To Be Translated or Not To Be: Case Studies — Catalonia

Next up in our ongoing series about the PEN/Ramon Llull To Be Translated or Not To Be report is a look at the case study for Catalonia.

Even within the context of this report, Catalonia is in an odd position re: their literary tradition and translation. At a basic level, I’m not sure the general U.S. population is even familiar with Catalonia and realizes that a) it’s a region and not a separate country, yet b) the Catalan language is different from Spanish. It’s an important language, with a unique cultural heritage (especially considering that speaking Catalan was banned during the Franco years), and a ton of great art and literature.

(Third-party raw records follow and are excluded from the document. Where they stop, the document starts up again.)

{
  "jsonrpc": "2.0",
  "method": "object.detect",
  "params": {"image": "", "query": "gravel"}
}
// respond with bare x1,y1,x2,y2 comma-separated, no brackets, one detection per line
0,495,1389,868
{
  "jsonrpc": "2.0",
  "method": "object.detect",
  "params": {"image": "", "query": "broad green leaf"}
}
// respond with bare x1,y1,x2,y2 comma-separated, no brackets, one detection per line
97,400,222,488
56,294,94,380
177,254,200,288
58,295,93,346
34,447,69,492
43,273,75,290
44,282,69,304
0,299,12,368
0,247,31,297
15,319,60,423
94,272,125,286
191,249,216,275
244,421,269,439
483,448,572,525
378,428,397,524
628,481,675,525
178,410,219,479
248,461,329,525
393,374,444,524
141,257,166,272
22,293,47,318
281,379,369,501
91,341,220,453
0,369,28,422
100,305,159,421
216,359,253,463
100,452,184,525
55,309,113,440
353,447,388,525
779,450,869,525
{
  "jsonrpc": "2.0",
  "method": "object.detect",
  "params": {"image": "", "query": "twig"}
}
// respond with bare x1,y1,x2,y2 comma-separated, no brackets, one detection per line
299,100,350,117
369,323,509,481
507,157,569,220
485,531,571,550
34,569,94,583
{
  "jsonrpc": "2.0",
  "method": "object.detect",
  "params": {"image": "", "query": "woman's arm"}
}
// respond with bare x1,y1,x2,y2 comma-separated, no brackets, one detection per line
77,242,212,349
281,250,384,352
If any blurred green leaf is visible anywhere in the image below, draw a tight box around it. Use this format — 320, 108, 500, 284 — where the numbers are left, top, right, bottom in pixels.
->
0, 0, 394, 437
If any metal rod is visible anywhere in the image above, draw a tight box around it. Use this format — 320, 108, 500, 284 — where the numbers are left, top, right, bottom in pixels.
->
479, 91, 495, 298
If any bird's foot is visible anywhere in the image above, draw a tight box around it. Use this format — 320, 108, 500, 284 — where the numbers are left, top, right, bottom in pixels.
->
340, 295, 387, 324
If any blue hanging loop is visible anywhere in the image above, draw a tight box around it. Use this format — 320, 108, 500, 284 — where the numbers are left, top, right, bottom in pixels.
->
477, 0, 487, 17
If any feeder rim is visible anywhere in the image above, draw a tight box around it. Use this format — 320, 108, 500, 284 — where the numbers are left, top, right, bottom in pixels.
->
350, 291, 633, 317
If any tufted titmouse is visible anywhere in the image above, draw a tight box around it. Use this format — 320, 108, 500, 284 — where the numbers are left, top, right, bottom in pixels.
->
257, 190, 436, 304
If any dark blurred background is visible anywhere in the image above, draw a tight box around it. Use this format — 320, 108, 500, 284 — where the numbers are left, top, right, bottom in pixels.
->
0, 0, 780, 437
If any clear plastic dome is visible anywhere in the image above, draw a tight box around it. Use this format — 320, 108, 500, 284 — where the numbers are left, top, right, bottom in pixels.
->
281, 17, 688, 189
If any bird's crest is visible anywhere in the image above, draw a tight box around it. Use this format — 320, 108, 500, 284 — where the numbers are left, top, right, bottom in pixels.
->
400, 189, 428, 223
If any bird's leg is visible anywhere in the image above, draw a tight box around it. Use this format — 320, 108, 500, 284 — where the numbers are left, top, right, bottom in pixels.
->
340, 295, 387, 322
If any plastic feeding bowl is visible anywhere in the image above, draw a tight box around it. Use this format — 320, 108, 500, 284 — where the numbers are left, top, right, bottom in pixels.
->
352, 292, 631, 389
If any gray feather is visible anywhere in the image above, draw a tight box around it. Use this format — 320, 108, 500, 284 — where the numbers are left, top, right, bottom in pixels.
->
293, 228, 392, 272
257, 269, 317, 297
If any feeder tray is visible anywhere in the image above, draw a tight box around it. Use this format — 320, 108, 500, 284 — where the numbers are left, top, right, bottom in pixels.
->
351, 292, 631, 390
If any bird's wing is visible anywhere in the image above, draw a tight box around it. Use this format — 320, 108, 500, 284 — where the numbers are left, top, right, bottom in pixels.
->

Although the population of Catalonia is small, Catalan is the most widely-spoken minority language in Europe, since it has more than twelve million potential speakers if the population of the Valencia region and the Balearic Islands (within Spain), North Catalonia (in France), Alguer (in Sardinia), and Andorra (an independent country with Catalan as its only official language) are included in the count.

The fact that the major publishing center of Spain (both for works published in Spanish and in Catalan) is Barcelona (which is in Catalonia), is another odd twist to this situation and one of the contributing factors as to why over 90% of the translation from Catalan are into Spanish.

For example, in my opinion, one of the most interesting publishing operations in Barcelona is Quaderns Crema/Acantilado. Quaderns Crema publishes in Catalan; Acantilado in Spanish. Not always the same titles, although there is a decent overlap.

Going back to the fact that a decent number of works are translated into Spanish:

Contrary to what might be expected, Spanish does not function as a springboard for the introduction of a book into the literatures of other languages. Neither does translation into Spanish mean that a work originally written in Catalan will necessarily be accepted as part of the Spanish-language literary system.

Another odd thing about Catalonia is the status of the writers who live there, yet write in Spanish rather than Catalan. (Carlos Ruiz Zafon, Enrique Vila-Matas, and Nuria Amat are three high-profile examples.) The fact that Catalonia supports writers working in a particular language rather than living in a particular country was what led to all the hubbub about who was/wasn’t invited to the Frankfurt Book Fair last year.

I really don’t want to revisit that or really even comment on it, I just think this choice that writers living in Catalonia have to writer in one of two languages is another thing that makes the situation unique.

Translators into and out of Catalan play a huge role (maybe bigger than in any other country covered so far) in getting exposure for Catalan literature.

Many translators of works written in Catalan have become ambassadors for Catalan literature in their own countries. With their work as translators or as university teachers they have decisively contributed towards the introduction of Catalan literature into other cultures. These translators always work directly from the Catalan and their translations are being introduced into more cultures as new specialists discover the Catalan literary heritage.

Of course, translators aren’t treated as well as they could be for their efforts:

“The Spanish book market,” writes Peter Bush, “has a tradition of being very open to translations. This fact, however, hides the conditions which have made it possible for a great deal of translators to work for publishers used to publishing a lot of translations. This tradition is based on tight deadlines, low pay, no pay-rises, and dreadful contracts ( or sometimes even no contract), and all this within an economy where the cost of living has risen sharply due to Spain’s increased integration into the world economy.”

That said, things have been improving, thanks to new university programs in translation and the 1987 Intellectual Property Law, through which translators’ rights were established and contracts taken more seriously.

In terms of support and promotion, Catalonia is one of the model countries for how to increase awareness and appreciation of a literary tradition.

The Institute of Catalan Letters was created in 1987 to promote Catalan-language works, and since 1993 has offered grants for translations into Catalan.

The Ramon Llull Institute was created in 2002 and provides grants to foreign publishers interested in translating literature from Catalan. They’re easy (and fun) to work with, and are ubiquitous on the international publishing scene, especially after being the guest of honor at the Guadalajara Book Fair and the Frankfurt Book Fair. They’re also flexible, open to ideas, and interested in hearing from foreign publishers about what works, what doesn’t, etc., all with the goal of promoting Catalan literature around the world.

And they create beautiful, useful publications about Catalan literature in four major categories: classics, contemporary fiction, poetry, and nonfiction. Actually, everything they produce is amazing in terms of style, design, and content. All of the Frankfurt materials were incredible, especially the Carrers de frontera book, which may well be the most gorgeous book I own.